Première lettre de saint Paul
La quatrième blessure narcissique fut la dernière.
Ainsi que l’a exposé Sigmund Freud dans son Introduction à la psychanalyse (1917), la première blessure narcissique de l’humanité fut la révolution de Copernic au XVIe siècle : l’homme n’était pas au centre de l’univers.
La deuxième humiliation provint de Darwin au XIXe siècle : l’homme descendait du singe.
La troisième vexation fut amenée par Freud au XXe siècle : l’homme n’était même pas maître de ses pulsions.
L’humanité n’a pas survécu à la quatrième blessure narcissique : la découverte au XXIe siècle que l’ADN, qui programmait son destin, était modifiable.
Lorsque cela fut démontré, Homo Sapiens ne pouvait plus être sauvé.

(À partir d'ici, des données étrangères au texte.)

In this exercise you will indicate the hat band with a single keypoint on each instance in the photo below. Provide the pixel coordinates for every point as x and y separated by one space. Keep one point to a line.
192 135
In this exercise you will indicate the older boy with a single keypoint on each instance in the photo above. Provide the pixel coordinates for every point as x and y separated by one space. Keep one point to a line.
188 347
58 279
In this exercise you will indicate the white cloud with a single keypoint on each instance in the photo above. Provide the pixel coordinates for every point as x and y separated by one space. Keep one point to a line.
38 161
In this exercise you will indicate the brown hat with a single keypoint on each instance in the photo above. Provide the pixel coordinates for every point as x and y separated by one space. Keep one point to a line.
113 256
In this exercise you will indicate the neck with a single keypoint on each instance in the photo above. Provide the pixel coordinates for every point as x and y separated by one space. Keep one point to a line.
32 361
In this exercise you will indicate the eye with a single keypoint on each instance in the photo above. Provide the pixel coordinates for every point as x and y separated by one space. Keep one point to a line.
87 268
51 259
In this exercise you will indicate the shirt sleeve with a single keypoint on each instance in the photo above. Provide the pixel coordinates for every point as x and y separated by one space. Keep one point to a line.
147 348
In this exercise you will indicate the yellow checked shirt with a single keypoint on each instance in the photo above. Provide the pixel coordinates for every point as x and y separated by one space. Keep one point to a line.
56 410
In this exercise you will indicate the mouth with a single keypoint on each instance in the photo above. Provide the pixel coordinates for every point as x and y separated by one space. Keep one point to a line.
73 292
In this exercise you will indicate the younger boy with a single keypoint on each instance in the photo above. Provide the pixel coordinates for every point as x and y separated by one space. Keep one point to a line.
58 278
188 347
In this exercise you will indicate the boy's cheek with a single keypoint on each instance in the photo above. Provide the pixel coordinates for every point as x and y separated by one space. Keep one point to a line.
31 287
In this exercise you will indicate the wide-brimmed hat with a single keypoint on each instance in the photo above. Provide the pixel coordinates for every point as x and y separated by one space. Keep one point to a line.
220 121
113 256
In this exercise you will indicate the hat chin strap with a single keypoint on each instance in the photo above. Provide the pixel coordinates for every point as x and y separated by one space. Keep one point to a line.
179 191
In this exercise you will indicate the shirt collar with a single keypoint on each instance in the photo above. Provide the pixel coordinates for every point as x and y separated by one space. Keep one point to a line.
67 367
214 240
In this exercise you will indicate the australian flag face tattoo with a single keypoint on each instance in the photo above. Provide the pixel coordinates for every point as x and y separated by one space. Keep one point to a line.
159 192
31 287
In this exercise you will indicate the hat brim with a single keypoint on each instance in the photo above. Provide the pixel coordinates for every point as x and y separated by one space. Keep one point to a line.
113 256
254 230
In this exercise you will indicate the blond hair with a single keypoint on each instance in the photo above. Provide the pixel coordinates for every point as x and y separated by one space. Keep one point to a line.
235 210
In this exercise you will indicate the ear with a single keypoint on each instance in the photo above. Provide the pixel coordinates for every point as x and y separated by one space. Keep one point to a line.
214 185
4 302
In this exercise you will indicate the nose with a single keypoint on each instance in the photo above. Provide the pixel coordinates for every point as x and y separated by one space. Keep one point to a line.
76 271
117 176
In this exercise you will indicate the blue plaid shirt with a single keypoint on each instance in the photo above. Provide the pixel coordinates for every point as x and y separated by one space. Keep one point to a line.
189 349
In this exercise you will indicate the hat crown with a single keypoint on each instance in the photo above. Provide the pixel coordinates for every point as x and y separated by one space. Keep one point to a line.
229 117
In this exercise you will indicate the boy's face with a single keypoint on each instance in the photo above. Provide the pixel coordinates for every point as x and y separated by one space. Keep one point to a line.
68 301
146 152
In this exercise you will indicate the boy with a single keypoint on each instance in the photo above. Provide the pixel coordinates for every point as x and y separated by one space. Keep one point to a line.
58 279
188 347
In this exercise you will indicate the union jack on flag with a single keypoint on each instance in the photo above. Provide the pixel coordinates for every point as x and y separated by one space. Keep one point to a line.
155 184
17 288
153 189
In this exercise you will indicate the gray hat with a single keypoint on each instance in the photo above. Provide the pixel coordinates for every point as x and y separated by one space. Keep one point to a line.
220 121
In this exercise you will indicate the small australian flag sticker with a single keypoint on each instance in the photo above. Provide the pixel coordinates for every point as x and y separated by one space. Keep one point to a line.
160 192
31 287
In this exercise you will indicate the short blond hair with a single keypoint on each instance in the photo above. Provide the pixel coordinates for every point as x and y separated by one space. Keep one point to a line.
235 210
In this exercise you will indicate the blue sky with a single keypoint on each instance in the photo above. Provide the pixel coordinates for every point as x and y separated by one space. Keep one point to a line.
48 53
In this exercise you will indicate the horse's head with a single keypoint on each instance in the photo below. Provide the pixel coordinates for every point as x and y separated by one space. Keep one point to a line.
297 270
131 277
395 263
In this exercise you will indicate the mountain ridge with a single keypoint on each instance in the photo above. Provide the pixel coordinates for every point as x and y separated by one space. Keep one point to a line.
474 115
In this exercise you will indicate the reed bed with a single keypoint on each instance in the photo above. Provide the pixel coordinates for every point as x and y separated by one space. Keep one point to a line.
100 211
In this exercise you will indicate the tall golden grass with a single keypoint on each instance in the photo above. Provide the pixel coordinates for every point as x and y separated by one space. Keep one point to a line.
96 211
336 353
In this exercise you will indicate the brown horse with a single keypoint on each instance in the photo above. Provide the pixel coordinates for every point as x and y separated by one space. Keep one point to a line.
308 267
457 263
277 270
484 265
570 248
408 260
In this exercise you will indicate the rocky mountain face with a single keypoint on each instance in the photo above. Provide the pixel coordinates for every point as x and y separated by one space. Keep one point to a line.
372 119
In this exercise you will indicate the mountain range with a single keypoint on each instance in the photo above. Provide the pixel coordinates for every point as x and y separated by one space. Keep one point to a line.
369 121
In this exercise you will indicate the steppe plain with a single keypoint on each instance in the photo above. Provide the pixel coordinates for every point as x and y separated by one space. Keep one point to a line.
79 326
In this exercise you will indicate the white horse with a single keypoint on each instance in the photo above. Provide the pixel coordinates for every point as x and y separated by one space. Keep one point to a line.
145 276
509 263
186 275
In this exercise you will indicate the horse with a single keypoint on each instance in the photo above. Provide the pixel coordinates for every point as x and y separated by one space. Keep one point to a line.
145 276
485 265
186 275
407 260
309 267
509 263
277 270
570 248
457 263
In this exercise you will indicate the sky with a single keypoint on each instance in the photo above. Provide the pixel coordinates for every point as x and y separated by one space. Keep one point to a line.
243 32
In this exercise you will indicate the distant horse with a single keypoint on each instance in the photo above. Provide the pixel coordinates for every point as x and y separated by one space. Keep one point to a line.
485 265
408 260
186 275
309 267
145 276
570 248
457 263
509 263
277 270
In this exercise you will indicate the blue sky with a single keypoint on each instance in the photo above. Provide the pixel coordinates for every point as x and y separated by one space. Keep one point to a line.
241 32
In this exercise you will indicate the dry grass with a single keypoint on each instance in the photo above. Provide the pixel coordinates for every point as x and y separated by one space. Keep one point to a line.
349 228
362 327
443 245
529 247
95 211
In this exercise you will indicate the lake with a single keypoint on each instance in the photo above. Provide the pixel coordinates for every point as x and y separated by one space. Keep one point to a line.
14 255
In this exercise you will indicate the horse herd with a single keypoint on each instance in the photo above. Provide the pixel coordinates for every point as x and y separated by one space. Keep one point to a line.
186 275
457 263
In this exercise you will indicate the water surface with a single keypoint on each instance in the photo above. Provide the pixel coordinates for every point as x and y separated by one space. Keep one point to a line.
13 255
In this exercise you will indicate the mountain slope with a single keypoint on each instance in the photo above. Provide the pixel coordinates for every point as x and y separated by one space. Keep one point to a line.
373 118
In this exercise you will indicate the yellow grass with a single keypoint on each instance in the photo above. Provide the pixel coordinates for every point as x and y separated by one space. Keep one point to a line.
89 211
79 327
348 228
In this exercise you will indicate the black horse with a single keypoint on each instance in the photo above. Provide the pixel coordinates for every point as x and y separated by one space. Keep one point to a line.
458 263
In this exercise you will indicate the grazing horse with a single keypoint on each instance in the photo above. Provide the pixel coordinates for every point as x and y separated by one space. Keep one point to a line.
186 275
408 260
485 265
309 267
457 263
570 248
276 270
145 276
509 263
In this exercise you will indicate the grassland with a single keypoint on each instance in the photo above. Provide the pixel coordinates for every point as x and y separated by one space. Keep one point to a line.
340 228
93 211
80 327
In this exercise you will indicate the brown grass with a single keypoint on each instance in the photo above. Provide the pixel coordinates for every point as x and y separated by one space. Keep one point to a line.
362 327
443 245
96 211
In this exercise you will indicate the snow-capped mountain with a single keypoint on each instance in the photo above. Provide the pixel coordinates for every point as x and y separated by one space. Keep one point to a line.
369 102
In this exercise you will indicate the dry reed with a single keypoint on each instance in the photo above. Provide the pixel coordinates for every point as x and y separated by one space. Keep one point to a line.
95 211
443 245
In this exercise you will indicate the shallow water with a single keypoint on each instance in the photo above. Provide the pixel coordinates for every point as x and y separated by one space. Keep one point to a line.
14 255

Il est difficile de dater avec précision le moment exact où Homo Sapiens est devenu synonyme de « sous-homme ». Ce constat est né de la convergence de plusieurs découvertes : digitalisation du cerveau, correction génétique des embryons, rajeunissement des cellules et du sang, « brain enhancement ». Mais à coup sûr la première étape fut, en 2026, la connectique neuronale avec le réseau. Lorsqu’une petite partie de l’humanité eut un accès permanent à Google, le reste des habitants de la planète fut immédiatement renvoyé à l’homme des cavernes. L’intelligence artificielle intégrée à l’homme donna à une minorité d’enfants une avance incommensurable sur les autres élèves. En 2020, les premières naissances de bébés à ADN crispérisé furent un événement mondial. Leur avantage génétique fit bientôt la une des YouTubeLiveShows. Le niveau scolaire des archéo-humains ne les rendait absolument pas compétitifs avec la néo-humanité qu’on a surnommée les « Wi-Fi babies ». Il fallut rapidement créer de nouveaux collèges pour les « sur-enfants » dont les notations n’étaient pas mesurables avec les moyens d’évaluation ordinaires. « Homo Sapiens » en latin signifie « homme savant », mais face à des néo-humains 2.0 au quotient intellectuel non répertorié sur l’échelle, il convenait de le rebaptiser « Homo Inscius » (« homme ignorant »). Yuval Noah Harari proposa de désigner désormais les posthumains sous le nom d’« Homo Deus » (« homme augmenté »). Mais dans la vie quotidienne, la nouvelle race fut baptisée : « UBERMAN ».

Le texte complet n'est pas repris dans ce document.